I’m gutted. Due to my ridiculous treadmill injury, I’ve had to miss out on three climbing sessions this week. I thought it’d be fun to look back at how I felt when I first started indoor climbing about 2½ years ago. Here’s what I blogged about climbing when it was one of my new activities:
‘There I stood, numb with fear. I was suddenly very aware of the daunting task ahead of me. A strange man came up and clipped an odd looking metal contraption to the front of the harness that I was wearing. I was wearing a harness! What was I thinking?
It had seemed such a good idea when I’d booked. But now, as I stood at the bottom of the obstacle-ridden, incredibly high wall in front of me, it dawned on me that maybe indoor rock climbing wasn’t for me.

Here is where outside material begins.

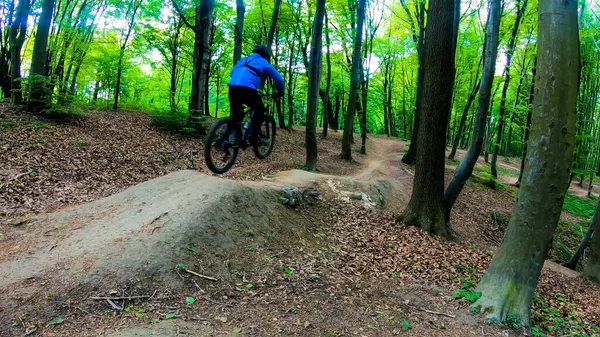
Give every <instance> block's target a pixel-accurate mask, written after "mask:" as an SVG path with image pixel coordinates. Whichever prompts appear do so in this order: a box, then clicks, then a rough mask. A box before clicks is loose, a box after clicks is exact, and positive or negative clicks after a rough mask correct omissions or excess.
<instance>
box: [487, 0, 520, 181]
mask: <svg viewBox="0 0 600 337" xmlns="http://www.w3.org/2000/svg"><path fill="white" fill-rule="evenodd" d="M526 9H527V0H517V16H516V18H515V24H514V26H513V29H512V32H511V34H510V39H509V40H508V47H507V50H506V65H505V66H504V85H503V87H502V96H501V97H500V110H499V112H498V130H497V134H496V143H495V144H494V150H493V152H492V163H491V170H492V176H493V177H494V178H498V170H497V167H496V165H497V163H498V151H500V145H501V144H502V137H503V135H504V115H505V113H504V112H505V111H506V95H507V93H508V86H509V85H510V65H511V61H512V57H513V54H514V52H515V48H516V46H517V35H518V34H519V27H520V25H521V22H522V21H523V15H524V13H525V10H526Z"/></svg>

This wasn’t my first experience of climbing. My brother had taken me climbing outdoors a couple of times when I was a child. Unfortunately, the outings hadn’t gone well. The problem is, I don’t like being pushed to do things until I’m ready to do them, and my brother doesn’t have much patience with me. The combination of the two resulted in lots of shouting (him), a helmet thrown on the floor (me) and no suggestion of the two of us going climbing together ever again.
So what made me want to try climbing again? A few years ago, Boulders Climbing Centre opened in Cardiff. As I’ve said in previous blogs, I always try to tackle my phobias head-on, and one of my phobias is heights. The local press had been running lots of articles about the new climbing centre, and it occurred to me that if there was ever going to be any way for me to learn to climb properly, this would be it. When a local radio station advertised an introductory offer of a climbing taster session for £1, I spontaneously picked up the phone and booked.
When I found myself stood at the bottom of the climbing wall, all roped-up and ready to go, I wish that I hadn’t been so spontaneous. I think I made it about half way up the wall on my first climb and then, paralysed with fear, I asked to be belayed back down. The hardest part wasn’t the climbing itself, although once you move on to harder routes you definitely need to learn some proper technique. Like with most sports, the difficult thing is getting over the mental blocks. You have to argue with that little voice in your head that’s telling you that what you are doing isn’t natural for a human. In climbing, it’s overcoming your instinct and letting go of the wall once you reach the top. Your mind is telling you that if you let go you’ll fall, even though the instructor had logically explained to you that the equipment makes that impossible. I’m a keen skier, and one of the best pieces of advice that I’ve ever received to improve my skiing is to trust my equipment. This is something that I bear in mind when I’m taking part in any sport, and it’s what I was quietly whispering to myself when I had to let go of that wall. Needless to say, I did let go and I didn’t fall.
I’m now a Gold member at Boulders and I go climbing there a couple of times a week. Not only is it a fun way to exercise, but I’ve made new friends (after all, you can’t climb on your own) and it’s filled a gap in my life where skiing used to be. There’s not much skiing in South Wales, but there sure are a lot of places to climb. What I wasn’t expecting was the mental stimulation that I get from climbing. Tackling new, more difficult routes requires real thought and problem solving. The Boulders team make it impossible for you to come up with an excuse not to climb. They offer courses for every age and level, coaching, social climbing for those who don’t have a climbing partner, a play area to keep the younger members of the family entertained and the Boulders Café to refuel in.’